In return, Republicans would agree to an increase in the top income tax rate to as high as 49% and in addition to a new energy tax, a stock transaction tax, or value-added tax. The Indians got a better deal for selling Manhattan.

New taxes will only reduce the pressure to cut future spending. From 2001 to 2008, under President Bush, federal spending on discretionary spending grew by 54%. Mr. Obama’s policies have expanded these agency budgets by another 57% over just two years. So an offer to cut these programs by 2% to 3% gives up very little.

To fall for this scheme one has to disregard many things — including the fact that the Obama White House has already put into print its plans for trillion-dollar deficits annually, even if the economy were to recover. If this isn’t treating our dollars as Monopoly money, it’s a cross between a violation of the game’s copyright and a counterfeiting job.

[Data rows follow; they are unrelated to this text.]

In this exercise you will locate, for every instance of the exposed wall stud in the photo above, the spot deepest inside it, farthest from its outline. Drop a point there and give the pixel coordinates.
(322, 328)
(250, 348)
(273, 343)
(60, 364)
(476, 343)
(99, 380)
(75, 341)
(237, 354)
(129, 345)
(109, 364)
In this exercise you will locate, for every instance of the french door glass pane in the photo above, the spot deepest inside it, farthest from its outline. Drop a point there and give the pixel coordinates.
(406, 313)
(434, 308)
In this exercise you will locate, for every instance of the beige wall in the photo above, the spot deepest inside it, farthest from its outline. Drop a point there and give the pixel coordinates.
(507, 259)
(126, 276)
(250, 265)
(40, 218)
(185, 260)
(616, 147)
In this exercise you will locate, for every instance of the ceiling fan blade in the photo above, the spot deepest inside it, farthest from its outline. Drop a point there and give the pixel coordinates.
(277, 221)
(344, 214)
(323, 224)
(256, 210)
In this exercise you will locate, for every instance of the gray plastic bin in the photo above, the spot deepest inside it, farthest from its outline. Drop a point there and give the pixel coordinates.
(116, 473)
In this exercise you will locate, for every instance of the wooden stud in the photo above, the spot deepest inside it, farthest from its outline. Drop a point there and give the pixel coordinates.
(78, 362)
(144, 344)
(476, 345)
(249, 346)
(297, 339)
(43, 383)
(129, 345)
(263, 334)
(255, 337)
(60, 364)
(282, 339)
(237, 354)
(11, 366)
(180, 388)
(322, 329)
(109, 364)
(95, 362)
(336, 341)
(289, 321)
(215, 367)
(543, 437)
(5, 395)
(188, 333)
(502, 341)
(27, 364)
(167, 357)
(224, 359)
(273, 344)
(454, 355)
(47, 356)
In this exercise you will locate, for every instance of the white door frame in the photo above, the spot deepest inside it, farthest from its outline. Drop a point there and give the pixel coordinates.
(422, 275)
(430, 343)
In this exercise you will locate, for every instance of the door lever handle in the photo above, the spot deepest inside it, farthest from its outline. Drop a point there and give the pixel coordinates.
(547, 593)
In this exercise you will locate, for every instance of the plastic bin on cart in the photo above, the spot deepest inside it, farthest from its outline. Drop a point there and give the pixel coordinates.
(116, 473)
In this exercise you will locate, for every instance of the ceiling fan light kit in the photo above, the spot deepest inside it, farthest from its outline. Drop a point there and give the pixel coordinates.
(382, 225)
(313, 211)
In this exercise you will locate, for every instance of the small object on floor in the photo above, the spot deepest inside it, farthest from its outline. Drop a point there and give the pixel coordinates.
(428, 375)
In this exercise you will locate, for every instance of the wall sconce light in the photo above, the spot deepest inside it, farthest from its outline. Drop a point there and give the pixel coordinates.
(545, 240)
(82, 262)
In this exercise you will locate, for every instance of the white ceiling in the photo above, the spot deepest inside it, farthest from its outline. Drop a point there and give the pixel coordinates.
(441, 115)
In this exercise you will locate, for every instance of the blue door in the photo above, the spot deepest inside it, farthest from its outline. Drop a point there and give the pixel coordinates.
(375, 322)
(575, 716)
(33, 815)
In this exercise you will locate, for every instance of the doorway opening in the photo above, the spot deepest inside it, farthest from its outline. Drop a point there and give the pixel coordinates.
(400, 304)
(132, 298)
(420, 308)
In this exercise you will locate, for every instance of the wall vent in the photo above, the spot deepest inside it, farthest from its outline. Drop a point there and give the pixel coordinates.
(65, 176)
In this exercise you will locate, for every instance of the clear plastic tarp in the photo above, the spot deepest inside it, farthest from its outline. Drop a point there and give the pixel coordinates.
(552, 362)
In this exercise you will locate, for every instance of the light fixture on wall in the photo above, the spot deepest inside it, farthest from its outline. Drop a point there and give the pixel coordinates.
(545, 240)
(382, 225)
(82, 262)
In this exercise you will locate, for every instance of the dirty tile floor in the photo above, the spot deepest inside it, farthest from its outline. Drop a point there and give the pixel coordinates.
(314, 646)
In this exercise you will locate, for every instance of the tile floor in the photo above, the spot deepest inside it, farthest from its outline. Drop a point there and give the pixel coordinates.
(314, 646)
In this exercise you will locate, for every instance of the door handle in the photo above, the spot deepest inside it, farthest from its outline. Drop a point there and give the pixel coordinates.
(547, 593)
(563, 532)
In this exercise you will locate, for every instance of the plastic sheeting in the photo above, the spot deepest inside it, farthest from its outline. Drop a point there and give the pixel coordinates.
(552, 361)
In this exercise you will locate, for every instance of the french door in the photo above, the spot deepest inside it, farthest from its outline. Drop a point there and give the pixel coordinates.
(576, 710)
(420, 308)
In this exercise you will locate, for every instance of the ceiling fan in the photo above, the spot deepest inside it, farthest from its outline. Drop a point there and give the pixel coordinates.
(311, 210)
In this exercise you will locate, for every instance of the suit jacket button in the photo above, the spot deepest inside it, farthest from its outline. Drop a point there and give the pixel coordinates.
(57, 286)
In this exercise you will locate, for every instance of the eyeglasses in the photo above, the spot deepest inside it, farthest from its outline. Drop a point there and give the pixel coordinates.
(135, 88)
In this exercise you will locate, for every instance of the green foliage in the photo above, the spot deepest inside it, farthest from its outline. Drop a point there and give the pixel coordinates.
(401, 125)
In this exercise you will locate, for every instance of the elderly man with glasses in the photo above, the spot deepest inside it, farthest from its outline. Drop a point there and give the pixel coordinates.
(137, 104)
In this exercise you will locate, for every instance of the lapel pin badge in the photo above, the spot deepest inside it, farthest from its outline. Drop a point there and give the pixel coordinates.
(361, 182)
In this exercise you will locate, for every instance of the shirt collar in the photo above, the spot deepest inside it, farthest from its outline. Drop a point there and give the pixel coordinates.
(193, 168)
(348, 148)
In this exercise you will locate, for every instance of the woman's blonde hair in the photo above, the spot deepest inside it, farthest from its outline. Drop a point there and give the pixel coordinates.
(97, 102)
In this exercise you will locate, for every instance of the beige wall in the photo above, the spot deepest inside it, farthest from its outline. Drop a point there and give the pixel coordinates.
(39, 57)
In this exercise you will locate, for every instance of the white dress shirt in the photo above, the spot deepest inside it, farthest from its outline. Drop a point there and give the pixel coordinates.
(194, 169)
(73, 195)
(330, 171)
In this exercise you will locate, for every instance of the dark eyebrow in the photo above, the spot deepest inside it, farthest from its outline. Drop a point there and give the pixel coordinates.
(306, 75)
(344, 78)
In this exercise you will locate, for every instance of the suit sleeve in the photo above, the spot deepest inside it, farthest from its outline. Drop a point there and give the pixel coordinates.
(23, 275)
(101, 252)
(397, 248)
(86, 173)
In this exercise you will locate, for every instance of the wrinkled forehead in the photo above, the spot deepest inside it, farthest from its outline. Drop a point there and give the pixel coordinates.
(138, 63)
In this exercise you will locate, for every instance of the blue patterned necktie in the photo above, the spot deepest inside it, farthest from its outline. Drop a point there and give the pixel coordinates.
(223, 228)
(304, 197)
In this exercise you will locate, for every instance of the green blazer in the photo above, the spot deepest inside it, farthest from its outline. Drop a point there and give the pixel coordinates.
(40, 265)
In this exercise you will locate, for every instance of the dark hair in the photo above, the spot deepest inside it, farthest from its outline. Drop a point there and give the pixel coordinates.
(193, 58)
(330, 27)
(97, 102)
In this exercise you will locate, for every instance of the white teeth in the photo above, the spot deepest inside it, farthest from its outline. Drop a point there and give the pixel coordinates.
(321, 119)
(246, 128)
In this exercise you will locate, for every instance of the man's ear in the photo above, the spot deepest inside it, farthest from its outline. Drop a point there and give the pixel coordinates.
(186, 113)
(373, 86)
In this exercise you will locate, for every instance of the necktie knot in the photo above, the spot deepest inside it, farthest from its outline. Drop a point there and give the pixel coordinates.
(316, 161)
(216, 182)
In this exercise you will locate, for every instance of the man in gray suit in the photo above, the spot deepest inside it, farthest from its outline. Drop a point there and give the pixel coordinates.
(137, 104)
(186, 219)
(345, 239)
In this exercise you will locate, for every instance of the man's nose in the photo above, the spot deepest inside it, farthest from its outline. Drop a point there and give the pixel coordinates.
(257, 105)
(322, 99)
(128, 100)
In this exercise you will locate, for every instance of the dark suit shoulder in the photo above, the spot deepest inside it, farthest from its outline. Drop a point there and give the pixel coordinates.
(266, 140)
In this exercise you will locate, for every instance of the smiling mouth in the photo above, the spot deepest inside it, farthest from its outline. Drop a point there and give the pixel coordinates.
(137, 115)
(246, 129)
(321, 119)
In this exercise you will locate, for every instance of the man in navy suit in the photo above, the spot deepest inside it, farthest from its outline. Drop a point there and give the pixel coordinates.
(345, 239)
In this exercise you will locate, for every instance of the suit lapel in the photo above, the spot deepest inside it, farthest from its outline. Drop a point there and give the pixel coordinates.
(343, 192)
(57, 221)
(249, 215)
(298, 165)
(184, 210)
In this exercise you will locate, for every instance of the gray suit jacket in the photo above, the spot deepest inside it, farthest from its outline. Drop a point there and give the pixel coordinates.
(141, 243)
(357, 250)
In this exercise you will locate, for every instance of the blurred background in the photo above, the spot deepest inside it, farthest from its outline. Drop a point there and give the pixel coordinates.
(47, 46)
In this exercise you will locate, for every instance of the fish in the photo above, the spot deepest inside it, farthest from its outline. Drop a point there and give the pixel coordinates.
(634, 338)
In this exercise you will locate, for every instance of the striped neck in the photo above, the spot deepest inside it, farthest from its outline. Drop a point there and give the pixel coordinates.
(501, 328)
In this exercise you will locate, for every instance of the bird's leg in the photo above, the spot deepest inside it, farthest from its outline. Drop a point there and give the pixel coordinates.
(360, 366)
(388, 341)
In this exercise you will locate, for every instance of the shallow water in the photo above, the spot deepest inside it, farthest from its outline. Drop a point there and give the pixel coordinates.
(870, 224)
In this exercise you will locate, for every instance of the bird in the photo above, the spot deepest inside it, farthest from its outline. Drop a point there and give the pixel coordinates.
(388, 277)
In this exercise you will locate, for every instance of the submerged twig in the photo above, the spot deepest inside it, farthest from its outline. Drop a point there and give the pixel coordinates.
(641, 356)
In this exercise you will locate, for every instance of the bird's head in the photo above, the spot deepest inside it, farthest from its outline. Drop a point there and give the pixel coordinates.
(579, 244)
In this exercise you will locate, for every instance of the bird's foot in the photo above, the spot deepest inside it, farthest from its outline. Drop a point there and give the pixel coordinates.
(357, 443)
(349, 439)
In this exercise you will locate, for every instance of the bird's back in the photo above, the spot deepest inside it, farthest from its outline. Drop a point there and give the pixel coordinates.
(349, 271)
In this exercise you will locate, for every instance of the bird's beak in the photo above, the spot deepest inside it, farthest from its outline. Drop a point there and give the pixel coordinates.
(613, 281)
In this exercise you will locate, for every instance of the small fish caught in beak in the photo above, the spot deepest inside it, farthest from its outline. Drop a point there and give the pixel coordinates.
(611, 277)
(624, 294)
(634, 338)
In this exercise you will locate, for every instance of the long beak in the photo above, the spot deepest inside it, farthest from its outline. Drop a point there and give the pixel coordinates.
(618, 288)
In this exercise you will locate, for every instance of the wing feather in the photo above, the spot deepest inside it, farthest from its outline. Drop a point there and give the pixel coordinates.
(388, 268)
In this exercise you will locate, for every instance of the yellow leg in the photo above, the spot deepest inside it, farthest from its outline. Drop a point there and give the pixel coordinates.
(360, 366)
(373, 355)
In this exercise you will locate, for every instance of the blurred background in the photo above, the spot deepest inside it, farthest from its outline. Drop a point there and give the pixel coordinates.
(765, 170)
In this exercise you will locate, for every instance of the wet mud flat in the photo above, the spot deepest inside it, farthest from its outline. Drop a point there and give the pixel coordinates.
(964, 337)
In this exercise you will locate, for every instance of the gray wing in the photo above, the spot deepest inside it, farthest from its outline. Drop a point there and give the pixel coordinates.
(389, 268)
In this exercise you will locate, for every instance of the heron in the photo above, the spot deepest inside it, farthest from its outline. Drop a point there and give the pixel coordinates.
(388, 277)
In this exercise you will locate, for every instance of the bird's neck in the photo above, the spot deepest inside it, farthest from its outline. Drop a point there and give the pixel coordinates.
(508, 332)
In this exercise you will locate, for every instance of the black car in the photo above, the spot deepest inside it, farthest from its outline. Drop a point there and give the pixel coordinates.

The government’s own review of its budget this past fall showed a 22 percent spending increase projected for the year, which represents the largest government expansion since the height of the Korean War in 1952, adjusted for inflation. The federal government, as pointed out in a Heritage Foundation budget analysis, was in line to spend $30,968 per household, tax $17,576 per household, and borrow $13,392 per household during the year. The budget deficit for 2009, observed Brain Riedl of Heritage, is larger than all budget deficits from 2002 through 2007 combined. More than 43 cents of every dollar Washington spent over the year will have been borrowed.

The pieces are in place for matters to get worse. As economic analyst Riedl -summarized:

Since World War II, the public debt has ranged from 23 percent of GDP to 49 percent. Large deficits are estimated to drive the debt ratio to 41 percent in 2008 and 77 percent by 2019 — a peacetime record.

The public national debt — $5.8 trillion as of 2008 — is projected to double by 2012 and nearly triple by 2019. Thus, America would accumulate more government debt under President Obama than under every President in American history from George Washington to George W. Bush combined.

The White House brags that it will cut the deficit in half by 2013. The President does not mention that the deficit has nearly quadrupled this year. Merely cutting it half from that bloated level would still leave budget deficits twice as high as under President Bush. Furthermore, three upcoming developments — the end of the recession, the troop pullout in Iraq, and the phase-out of the supposedly temporary “stimulus” spending — would, by themselves, cut the budget deficit in half.

The country’s finances are approaching the tipping point, with the funds needed to service the debt getting far too close to the nation’s production total. Even as the President is telling us that the government has to stop pretending to be using play money, his administration continues to act as if this were make-believe — with the taxpayers paying the price for this malicious game.

The federal government’s prodigal behavior means that, in essence, it is borrowing the money needed to pay the interest on its credit-card debt, which was accrued in your name. The IOUs will come due. The result will not be pretty. Our children and grandchildren will not thank us for leaving them a poorer country weighed down by the chains of government debt.

Adding to the injury is the infuriating insult of being subjected to a profligate White House’s sermonizing on the virtues of austerity.